Krishna counselling Arjuna at Kurukshetra
Focus on the work in hand and not on the result and its outcome.


– do not think about the result or  its outcome just keep on doing your work. Thus spake the Gita or the Bhagwad Gita. To be specific this was what Krishna told the third Pandava – the warrior prince, Arjuna.

The Karma Yoga chapter of the Gita enunciates the principle of work – selfless work. But what does it really mean to say?

If one asks Andy Murray, the reigning Wimbledon and Olympic Champion, to go on training and participating in tennis tournaments without thinking of winning the Grand Slam, shall he adhere to it?

It was the beginning of the epic battle at Kurukshetra between the Kauravas and the Pandavas. Arjuna was the Commander-in-chief of the Pandava army. Krishna was Arjuna’s charioteer.

As Arjuna drove into the battle field, he looked at the rank and file of soldiers on both sides. He saw that he was going to fight against his own brothers, friends and revered teachers. He was appalled. He put down his arms and declined to fight.

Responding to Arjuna’s confusion and moral dilemma, Krishna explained his duties as a warrior and a prince and elaborated on a variety of philosophical concepts. He counselled Arjuna. Krishna imparted him wisdom, the path to devotion and the doctrine of selfless action.

The Bhagawad Gita, or simply, the Gita, begins here, at the start of the start of the war at Kurukshetra.  The Gita is a part of the Hindu epic the Mahabharata. It upholds the essence and theological tradition of the Upanishads.

In Karma Yoga, Krishna elucidates how the performance of prescribed duties, but without attachment to results, is the appropriate course of action for Arjuna.

The Karma Yoga upholds the necessity of action. However, this action is to be undertaken without any attachment to the work or desire for results. The Bhagwad Gita terms this “inaction in action and action in action.”

The concept of such detached action is also called “Nishkam Karma” or actions performed without desire. In the following verses, Krishna elaborates on the role actions performed without desire play in attaining freedom from material bondage and transmigration:

“To action alone hast thou a right and never at all to its fruits;
 let not the fruits of actions be thy motive;
 neither let there be in thee any attachment to inaction.”    

Way back in 2011, when Andy Murray roped in Ivan Lendl as his coach, did he focus on the result or he did so to improve his performance?
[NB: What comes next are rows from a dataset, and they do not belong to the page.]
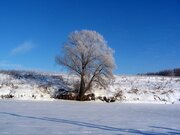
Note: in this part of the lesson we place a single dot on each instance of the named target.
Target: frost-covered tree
(86, 54)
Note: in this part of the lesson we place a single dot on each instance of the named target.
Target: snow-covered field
(93, 118)
(23, 85)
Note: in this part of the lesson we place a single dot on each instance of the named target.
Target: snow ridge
(29, 85)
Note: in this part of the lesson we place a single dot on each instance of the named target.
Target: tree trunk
(82, 89)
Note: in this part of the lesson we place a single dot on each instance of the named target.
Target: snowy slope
(87, 118)
(42, 86)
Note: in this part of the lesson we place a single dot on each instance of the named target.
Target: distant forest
(170, 72)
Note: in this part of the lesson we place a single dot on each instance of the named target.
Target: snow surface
(24, 85)
(94, 118)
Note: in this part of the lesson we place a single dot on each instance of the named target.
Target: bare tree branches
(86, 54)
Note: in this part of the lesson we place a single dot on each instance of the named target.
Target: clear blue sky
(145, 34)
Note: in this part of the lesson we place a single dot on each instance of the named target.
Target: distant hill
(169, 72)
(26, 85)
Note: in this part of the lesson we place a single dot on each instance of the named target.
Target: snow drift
(28, 85)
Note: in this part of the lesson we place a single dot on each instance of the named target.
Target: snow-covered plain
(93, 118)
(24, 85)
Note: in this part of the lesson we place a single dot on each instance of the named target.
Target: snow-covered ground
(134, 89)
(93, 118)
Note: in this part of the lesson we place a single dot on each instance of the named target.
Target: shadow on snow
(101, 127)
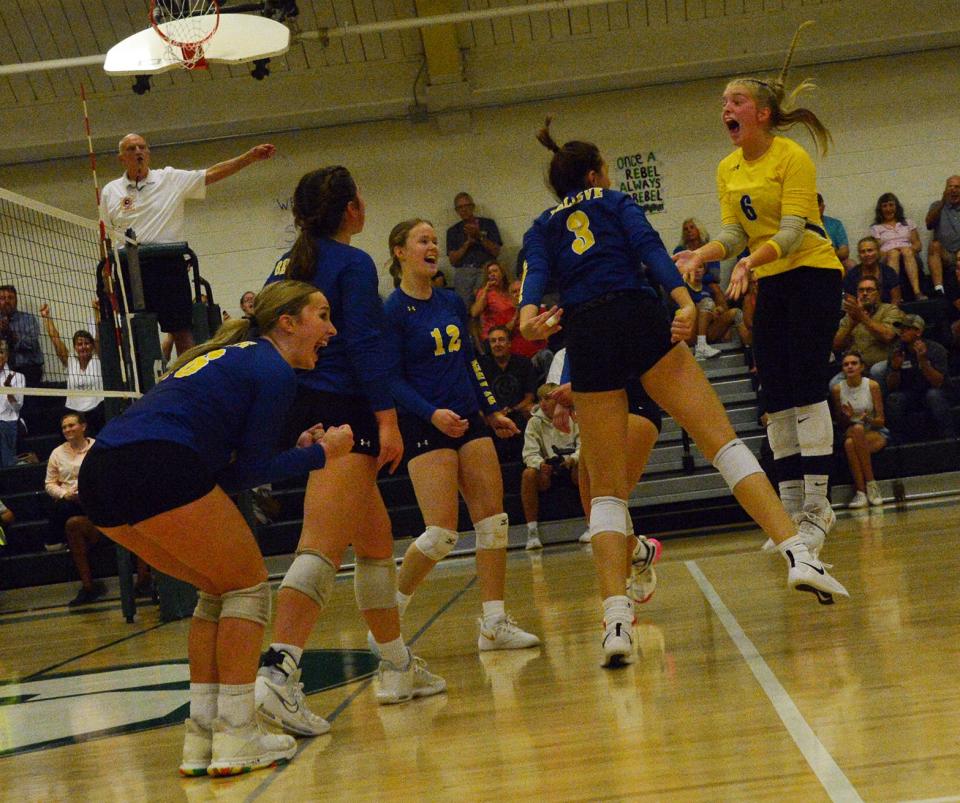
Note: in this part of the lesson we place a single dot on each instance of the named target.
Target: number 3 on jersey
(579, 224)
(453, 332)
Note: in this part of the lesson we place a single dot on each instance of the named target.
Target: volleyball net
(51, 302)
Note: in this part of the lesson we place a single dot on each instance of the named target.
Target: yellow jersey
(757, 194)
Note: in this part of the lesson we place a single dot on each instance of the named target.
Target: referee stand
(176, 598)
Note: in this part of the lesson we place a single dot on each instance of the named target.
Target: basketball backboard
(239, 38)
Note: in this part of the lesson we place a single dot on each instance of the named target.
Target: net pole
(105, 246)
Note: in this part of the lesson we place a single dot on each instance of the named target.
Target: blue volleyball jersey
(593, 242)
(357, 361)
(228, 406)
(438, 369)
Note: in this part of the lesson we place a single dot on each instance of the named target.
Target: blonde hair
(286, 297)
(772, 95)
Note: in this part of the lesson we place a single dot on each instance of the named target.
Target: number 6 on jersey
(579, 224)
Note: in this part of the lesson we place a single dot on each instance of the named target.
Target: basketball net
(185, 26)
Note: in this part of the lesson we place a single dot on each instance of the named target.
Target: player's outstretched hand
(739, 280)
(684, 320)
(502, 426)
(337, 441)
(541, 326)
(449, 423)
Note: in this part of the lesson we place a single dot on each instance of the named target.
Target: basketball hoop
(185, 26)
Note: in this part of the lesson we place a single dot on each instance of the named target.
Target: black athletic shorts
(613, 338)
(639, 403)
(333, 410)
(129, 484)
(166, 288)
(420, 437)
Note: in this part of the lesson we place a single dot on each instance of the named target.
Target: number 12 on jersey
(579, 224)
(453, 332)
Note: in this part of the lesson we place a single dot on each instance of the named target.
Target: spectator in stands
(899, 241)
(858, 411)
(548, 455)
(518, 343)
(151, 202)
(67, 519)
(888, 281)
(837, 234)
(246, 303)
(10, 406)
(6, 519)
(917, 369)
(514, 383)
(867, 325)
(493, 305)
(83, 368)
(22, 333)
(943, 219)
(471, 242)
(694, 234)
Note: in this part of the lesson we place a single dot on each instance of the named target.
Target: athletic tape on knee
(782, 433)
(493, 531)
(375, 583)
(208, 607)
(311, 573)
(436, 542)
(734, 461)
(815, 430)
(608, 514)
(252, 604)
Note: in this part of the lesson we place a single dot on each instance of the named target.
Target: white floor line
(836, 784)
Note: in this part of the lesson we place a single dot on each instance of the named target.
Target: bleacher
(680, 491)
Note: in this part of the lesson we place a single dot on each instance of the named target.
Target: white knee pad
(252, 604)
(734, 461)
(375, 583)
(436, 542)
(608, 514)
(815, 430)
(493, 531)
(782, 433)
(311, 573)
(208, 607)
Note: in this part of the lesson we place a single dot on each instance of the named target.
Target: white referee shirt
(10, 410)
(153, 208)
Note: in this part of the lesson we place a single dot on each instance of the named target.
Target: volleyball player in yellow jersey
(768, 201)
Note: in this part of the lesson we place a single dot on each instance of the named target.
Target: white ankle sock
(618, 609)
(403, 600)
(493, 612)
(235, 704)
(395, 652)
(203, 703)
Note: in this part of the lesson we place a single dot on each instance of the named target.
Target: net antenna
(185, 26)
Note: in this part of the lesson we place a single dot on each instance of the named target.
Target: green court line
(364, 685)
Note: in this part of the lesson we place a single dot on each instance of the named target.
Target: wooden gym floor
(741, 689)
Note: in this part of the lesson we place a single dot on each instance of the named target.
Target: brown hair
(570, 163)
(771, 95)
(398, 239)
(319, 202)
(279, 298)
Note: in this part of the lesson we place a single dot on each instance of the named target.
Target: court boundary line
(362, 687)
(831, 777)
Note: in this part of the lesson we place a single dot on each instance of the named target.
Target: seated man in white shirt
(549, 455)
(67, 519)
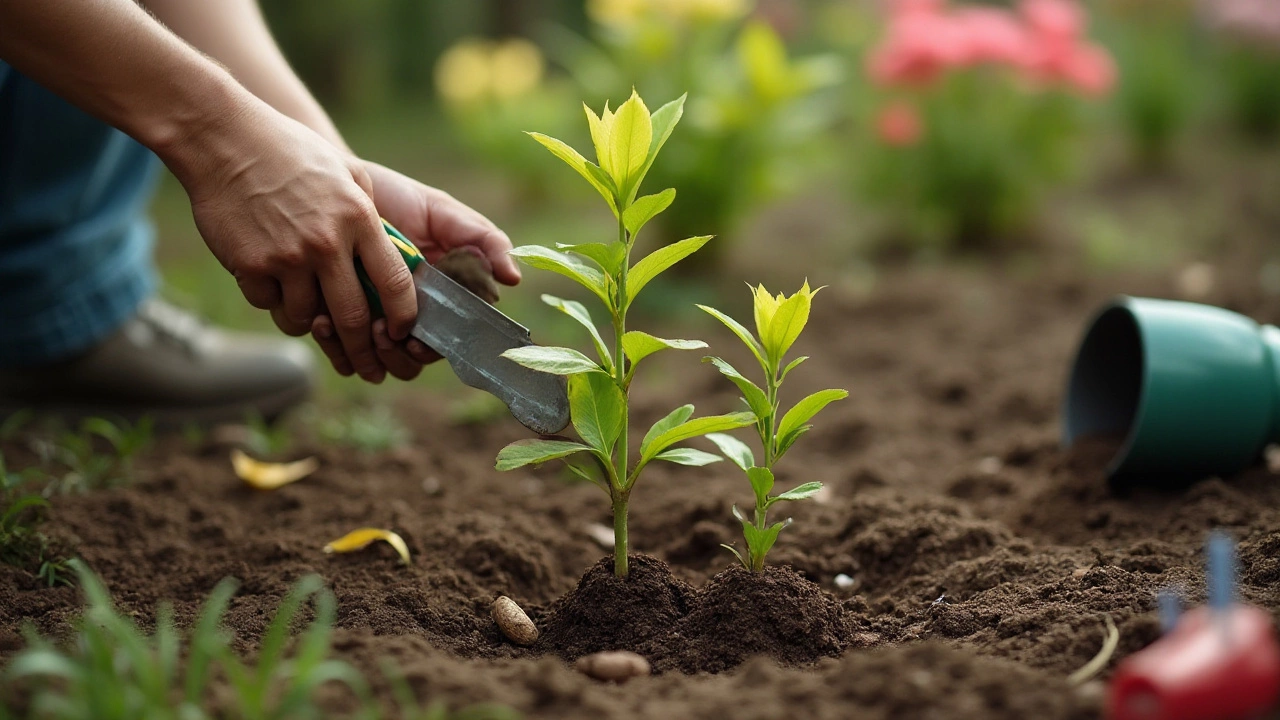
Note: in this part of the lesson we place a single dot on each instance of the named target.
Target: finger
(263, 292)
(393, 281)
(324, 335)
(455, 224)
(351, 317)
(393, 355)
(300, 306)
(417, 350)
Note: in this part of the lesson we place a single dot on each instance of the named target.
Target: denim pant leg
(74, 237)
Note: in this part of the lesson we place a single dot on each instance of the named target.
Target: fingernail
(380, 337)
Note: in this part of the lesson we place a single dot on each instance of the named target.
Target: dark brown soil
(983, 556)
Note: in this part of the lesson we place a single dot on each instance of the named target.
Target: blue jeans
(74, 237)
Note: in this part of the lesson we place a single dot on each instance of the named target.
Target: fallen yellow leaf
(359, 540)
(270, 475)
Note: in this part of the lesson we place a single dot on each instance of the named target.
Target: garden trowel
(472, 335)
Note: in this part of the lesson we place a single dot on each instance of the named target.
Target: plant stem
(621, 493)
(620, 533)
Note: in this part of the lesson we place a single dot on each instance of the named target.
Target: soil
(984, 557)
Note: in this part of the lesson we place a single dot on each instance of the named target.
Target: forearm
(236, 35)
(115, 62)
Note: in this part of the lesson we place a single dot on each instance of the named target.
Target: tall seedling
(626, 142)
(778, 322)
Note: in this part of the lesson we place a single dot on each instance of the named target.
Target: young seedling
(626, 142)
(778, 322)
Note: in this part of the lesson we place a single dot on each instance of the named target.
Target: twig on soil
(1100, 660)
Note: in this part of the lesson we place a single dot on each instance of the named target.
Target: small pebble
(613, 665)
(602, 534)
(512, 621)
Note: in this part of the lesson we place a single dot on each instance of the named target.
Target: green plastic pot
(1193, 390)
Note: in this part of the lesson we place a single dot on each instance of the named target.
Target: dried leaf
(359, 540)
(270, 475)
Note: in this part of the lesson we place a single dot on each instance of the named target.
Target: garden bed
(983, 556)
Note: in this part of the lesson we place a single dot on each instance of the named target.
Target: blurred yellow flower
(629, 12)
(516, 68)
(474, 71)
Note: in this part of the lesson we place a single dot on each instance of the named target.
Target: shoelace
(173, 324)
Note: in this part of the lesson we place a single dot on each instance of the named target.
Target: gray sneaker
(168, 364)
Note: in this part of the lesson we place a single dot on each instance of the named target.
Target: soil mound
(609, 613)
(741, 614)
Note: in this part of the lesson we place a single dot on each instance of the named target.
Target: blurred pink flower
(1054, 21)
(899, 124)
(992, 35)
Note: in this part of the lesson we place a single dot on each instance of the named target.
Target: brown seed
(613, 665)
(512, 621)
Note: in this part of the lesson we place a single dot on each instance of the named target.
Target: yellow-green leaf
(270, 475)
(639, 345)
(574, 159)
(630, 136)
(361, 538)
(534, 451)
(659, 260)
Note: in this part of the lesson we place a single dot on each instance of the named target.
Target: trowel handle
(407, 250)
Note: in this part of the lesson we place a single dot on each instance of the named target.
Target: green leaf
(762, 482)
(755, 397)
(672, 419)
(737, 451)
(563, 264)
(800, 492)
(608, 256)
(574, 159)
(786, 441)
(663, 121)
(554, 360)
(629, 142)
(741, 332)
(598, 409)
(688, 456)
(791, 365)
(579, 313)
(644, 209)
(659, 260)
(694, 428)
(807, 409)
(639, 345)
(533, 451)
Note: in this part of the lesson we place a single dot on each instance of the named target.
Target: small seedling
(778, 323)
(626, 144)
(22, 545)
(115, 669)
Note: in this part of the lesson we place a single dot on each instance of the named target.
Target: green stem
(621, 492)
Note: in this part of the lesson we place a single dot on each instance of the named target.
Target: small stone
(613, 665)
(602, 534)
(512, 621)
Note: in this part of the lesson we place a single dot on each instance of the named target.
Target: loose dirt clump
(609, 613)
(741, 614)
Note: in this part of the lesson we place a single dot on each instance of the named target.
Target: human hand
(287, 213)
(439, 224)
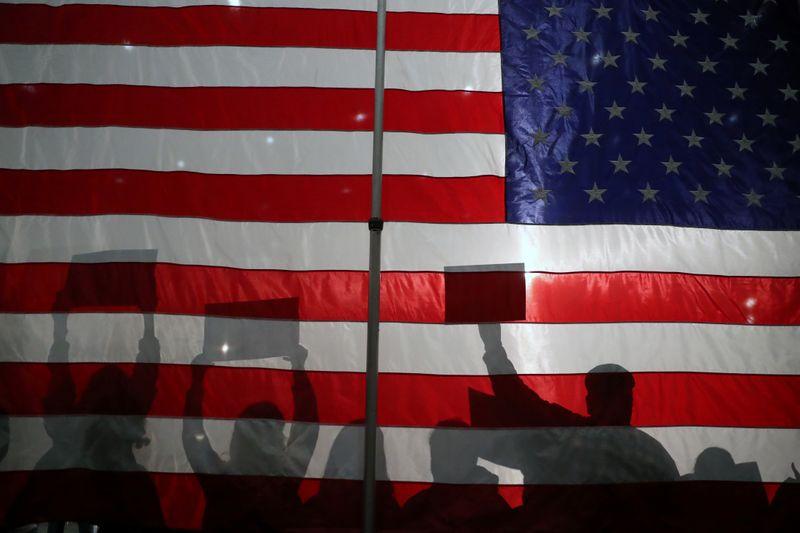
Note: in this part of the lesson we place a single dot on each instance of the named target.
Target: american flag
(183, 287)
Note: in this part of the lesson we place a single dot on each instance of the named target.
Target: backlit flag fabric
(183, 287)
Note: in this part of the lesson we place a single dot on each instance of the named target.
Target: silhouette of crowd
(580, 472)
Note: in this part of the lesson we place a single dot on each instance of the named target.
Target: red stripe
(237, 26)
(660, 399)
(272, 198)
(110, 496)
(406, 296)
(247, 108)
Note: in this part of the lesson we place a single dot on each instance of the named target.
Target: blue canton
(673, 112)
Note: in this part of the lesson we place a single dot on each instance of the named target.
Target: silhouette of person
(565, 462)
(783, 515)
(257, 488)
(475, 505)
(96, 443)
(338, 503)
(737, 500)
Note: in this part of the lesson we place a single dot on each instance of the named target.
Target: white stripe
(408, 454)
(487, 7)
(419, 348)
(407, 246)
(249, 152)
(229, 66)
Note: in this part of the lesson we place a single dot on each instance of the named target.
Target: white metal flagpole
(375, 228)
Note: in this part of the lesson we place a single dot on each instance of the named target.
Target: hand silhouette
(490, 335)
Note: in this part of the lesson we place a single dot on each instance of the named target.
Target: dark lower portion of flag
(258, 503)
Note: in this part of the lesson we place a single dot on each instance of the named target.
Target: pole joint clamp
(375, 224)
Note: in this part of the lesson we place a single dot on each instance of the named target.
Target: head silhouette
(714, 463)
(258, 438)
(609, 395)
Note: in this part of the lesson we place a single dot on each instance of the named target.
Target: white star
(699, 17)
(658, 62)
(753, 198)
(665, 113)
(603, 11)
(541, 194)
(723, 169)
(779, 43)
(694, 139)
(678, 39)
(672, 165)
(650, 14)
(745, 144)
(540, 137)
(714, 116)
(767, 118)
(730, 41)
(567, 166)
(536, 82)
(686, 89)
(531, 33)
(643, 137)
(586, 85)
(559, 58)
(592, 137)
(700, 194)
(775, 172)
(595, 193)
(636, 85)
(795, 144)
(789, 93)
(708, 65)
(620, 165)
(615, 111)
(554, 11)
(759, 67)
(737, 92)
(648, 194)
(750, 19)
(581, 35)
(630, 36)
(610, 60)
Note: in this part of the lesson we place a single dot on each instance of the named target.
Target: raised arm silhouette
(257, 488)
(571, 455)
(93, 447)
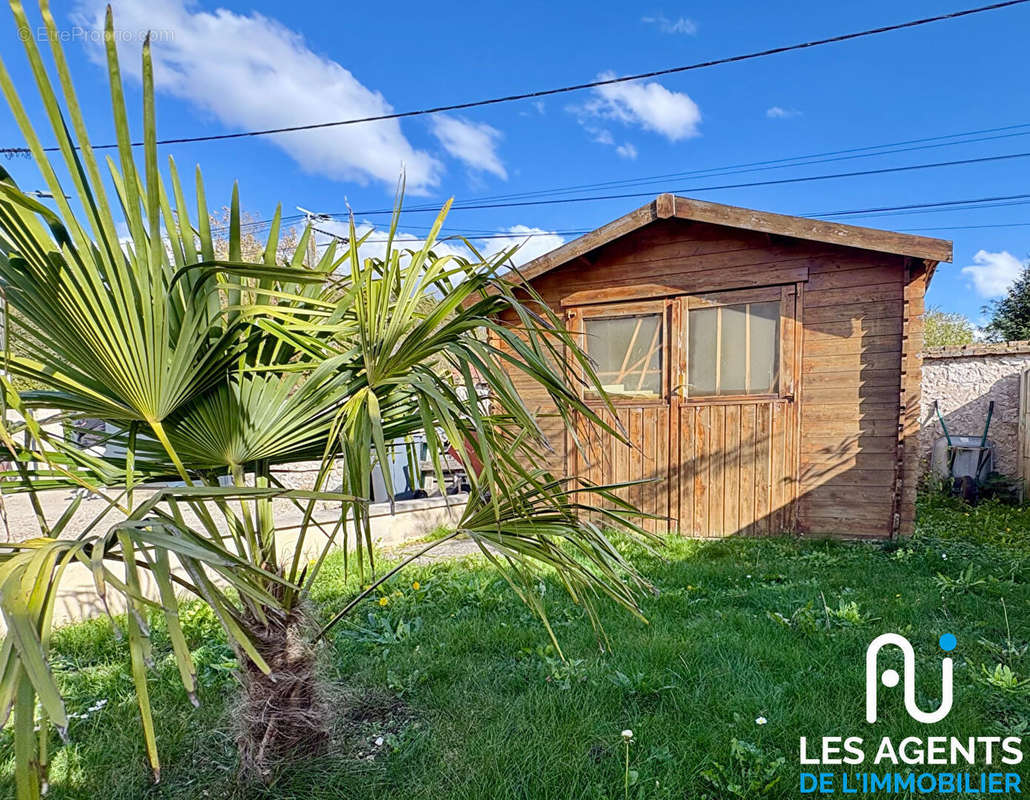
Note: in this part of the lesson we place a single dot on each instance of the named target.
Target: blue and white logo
(890, 677)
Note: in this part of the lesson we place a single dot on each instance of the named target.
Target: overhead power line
(869, 150)
(572, 88)
(690, 189)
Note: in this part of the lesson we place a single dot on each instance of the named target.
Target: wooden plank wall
(851, 383)
(734, 468)
(853, 321)
(606, 460)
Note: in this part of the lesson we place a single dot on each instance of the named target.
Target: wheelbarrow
(965, 460)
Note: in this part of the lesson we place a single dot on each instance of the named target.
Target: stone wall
(964, 379)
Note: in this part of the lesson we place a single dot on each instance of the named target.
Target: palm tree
(209, 373)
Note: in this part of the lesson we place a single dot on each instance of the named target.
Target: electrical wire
(567, 89)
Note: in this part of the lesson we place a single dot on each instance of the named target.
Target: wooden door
(629, 344)
(718, 429)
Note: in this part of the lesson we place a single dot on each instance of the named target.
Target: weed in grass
(751, 771)
(1003, 679)
(452, 680)
(965, 582)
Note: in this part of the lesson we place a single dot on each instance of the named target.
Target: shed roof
(673, 207)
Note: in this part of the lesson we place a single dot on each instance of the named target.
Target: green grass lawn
(451, 690)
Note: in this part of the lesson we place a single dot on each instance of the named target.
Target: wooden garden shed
(765, 368)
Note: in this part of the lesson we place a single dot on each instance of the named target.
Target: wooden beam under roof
(673, 207)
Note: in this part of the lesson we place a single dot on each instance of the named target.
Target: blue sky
(249, 64)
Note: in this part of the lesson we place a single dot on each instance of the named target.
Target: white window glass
(627, 351)
(733, 349)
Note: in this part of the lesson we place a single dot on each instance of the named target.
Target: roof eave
(670, 206)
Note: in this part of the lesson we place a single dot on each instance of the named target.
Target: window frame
(785, 294)
(578, 317)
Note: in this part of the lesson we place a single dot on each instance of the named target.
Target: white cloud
(249, 71)
(627, 150)
(533, 242)
(992, 274)
(663, 24)
(473, 143)
(648, 105)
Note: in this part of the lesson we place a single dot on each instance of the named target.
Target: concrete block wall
(964, 379)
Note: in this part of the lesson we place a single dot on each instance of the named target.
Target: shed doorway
(705, 388)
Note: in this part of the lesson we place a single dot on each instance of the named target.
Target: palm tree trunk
(282, 715)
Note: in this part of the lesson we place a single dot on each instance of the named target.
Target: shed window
(627, 351)
(733, 349)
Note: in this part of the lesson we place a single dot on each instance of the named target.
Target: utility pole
(311, 218)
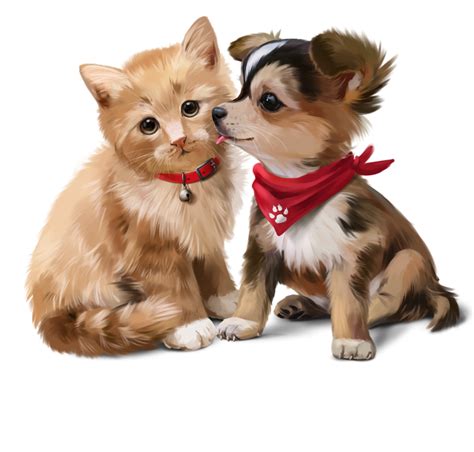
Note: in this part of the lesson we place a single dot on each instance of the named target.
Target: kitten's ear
(241, 47)
(355, 64)
(201, 42)
(104, 82)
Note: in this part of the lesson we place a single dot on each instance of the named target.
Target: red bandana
(283, 201)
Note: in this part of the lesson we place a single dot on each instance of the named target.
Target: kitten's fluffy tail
(109, 331)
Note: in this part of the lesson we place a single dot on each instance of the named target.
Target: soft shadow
(284, 327)
(384, 334)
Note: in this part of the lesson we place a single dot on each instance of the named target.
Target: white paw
(224, 306)
(193, 336)
(236, 328)
(279, 215)
(353, 349)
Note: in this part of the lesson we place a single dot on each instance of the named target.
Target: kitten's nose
(180, 142)
(218, 113)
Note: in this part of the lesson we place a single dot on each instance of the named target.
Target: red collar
(283, 201)
(202, 172)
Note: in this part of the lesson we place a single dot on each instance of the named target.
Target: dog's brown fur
(375, 242)
(121, 262)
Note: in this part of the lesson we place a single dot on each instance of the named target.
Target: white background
(282, 391)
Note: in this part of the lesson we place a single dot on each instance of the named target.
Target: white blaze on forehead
(258, 54)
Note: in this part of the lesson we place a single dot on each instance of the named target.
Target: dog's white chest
(315, 239)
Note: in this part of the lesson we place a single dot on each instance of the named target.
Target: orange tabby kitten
(123, 262)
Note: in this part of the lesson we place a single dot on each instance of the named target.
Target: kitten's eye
(190, 108)
(149, 126)
(270, 102)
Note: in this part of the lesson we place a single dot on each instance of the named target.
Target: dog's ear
(355, 64)
(104, 82)
(200, 41)
(241, 47)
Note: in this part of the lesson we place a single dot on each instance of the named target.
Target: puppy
(316, 225)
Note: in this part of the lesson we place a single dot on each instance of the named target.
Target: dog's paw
(222, 307)
(357, 349)
(237, 328)
(193, 336)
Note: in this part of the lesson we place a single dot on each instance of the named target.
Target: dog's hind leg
(409, 291)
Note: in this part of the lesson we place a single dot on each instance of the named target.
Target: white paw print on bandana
(279, 215)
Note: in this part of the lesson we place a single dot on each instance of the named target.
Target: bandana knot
(284, 201)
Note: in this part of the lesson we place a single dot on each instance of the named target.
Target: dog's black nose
(218, 113)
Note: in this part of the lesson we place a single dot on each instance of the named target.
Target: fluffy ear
(356, 64)
(241, 47)
(104, 82)
(201, 42)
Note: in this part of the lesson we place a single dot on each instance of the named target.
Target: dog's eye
(190, 108)
(149, 126)
(270, 102)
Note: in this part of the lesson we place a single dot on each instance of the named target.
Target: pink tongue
(221, 139)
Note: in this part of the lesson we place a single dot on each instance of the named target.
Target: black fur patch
(367, 263)
(131, 288)
(294, 53)
(359, 216)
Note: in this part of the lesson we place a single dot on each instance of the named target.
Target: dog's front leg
(349, 301)
(260, 276)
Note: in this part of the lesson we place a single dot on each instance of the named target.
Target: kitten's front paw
(237, 328)
(353, 349)
(223, 306)
(193, 336)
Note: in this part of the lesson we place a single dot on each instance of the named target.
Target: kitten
(122, 262)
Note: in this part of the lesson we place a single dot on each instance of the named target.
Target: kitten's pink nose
(180, 142)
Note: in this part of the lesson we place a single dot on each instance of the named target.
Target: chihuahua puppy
(316, 225)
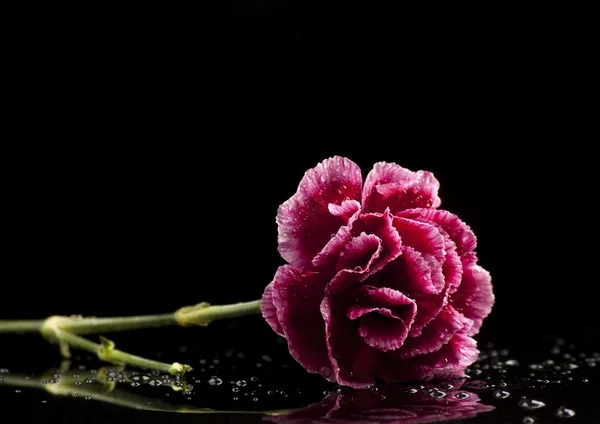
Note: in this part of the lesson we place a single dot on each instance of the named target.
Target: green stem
(120, 397)
(21, 326)
(64, 330)
(201, 314)
(107, 325)
(106, 352)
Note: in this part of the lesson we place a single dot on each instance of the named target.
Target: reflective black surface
(131, 222)
(259, 382)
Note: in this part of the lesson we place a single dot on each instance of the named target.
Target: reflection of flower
(380, 284)
(393, 404)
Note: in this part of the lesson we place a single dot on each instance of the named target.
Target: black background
(153, 145)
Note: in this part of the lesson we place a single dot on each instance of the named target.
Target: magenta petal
(381, 330)
(380, 225)
(436, 334)
(305, 223)
(446, 363)
(345, 210)
(474, 297)
(385, 325)
(351, 358)
(297, 297)
(389, 185)
(459, 232)
(360, 252)
(269, 311)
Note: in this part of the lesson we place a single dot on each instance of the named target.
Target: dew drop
(571, 366)
(215, 381)
(536, 367)
(563, 412)
(501, 394)
(531, 404)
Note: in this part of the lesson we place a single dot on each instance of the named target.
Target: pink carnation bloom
(393, 404)
(379, 283)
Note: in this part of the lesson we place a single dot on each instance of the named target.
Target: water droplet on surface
(215, 381)
(536, 367)
(438, 394)
(501, 394)
(563, 412)
(531, 404)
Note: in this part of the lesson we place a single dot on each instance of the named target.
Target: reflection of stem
(97, 391)
(64, 330)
The day Lendl started coaching Andy Murray was he certain that Andy, his pupil, will become the first British man to win the singles at Wimbledon in 77 years!

They fixed a goal and worked towards it. Day in and day out, training session after training session, they honed their skills, polished their technique, improved upon their fitness and hoped for a positive end.

When one embarks upon a project one has to look at the result. Result is of utmost importance.  The Sales Manager has to deliver sales. He has to increase revenue. Or else both he and the organisation he works for has to face the worst. In order to increase sales he has to work for it. He has to plan for it and execute the plan.

A sale is the outcome of the sales process. Winning or losing the Ashes is the outcome of the cricket series between England and the Aussies.

But one has to work towards it. One has to plan for his goal. One has to follow the plan. One has to execute the plan on field. 

It is like Algebra. If one follows the steps correctly, does not flounder with the digits and is strong in BODMAS the sum has to be correct. One must move step by step. Each step is important. Each step needs focus and extreme concentration. Each step has to be covered meticulously. The result, then, is sure to be favorable.

That is what Krishna said when he spoke to the warrior prince Arjuna about selfless work to focus on the work at hand and not to think about the outcome. If one works towards it, follows one’s steps diligently, without heeding to the result and its outcome, one is bound to succeed in one’s endeavor.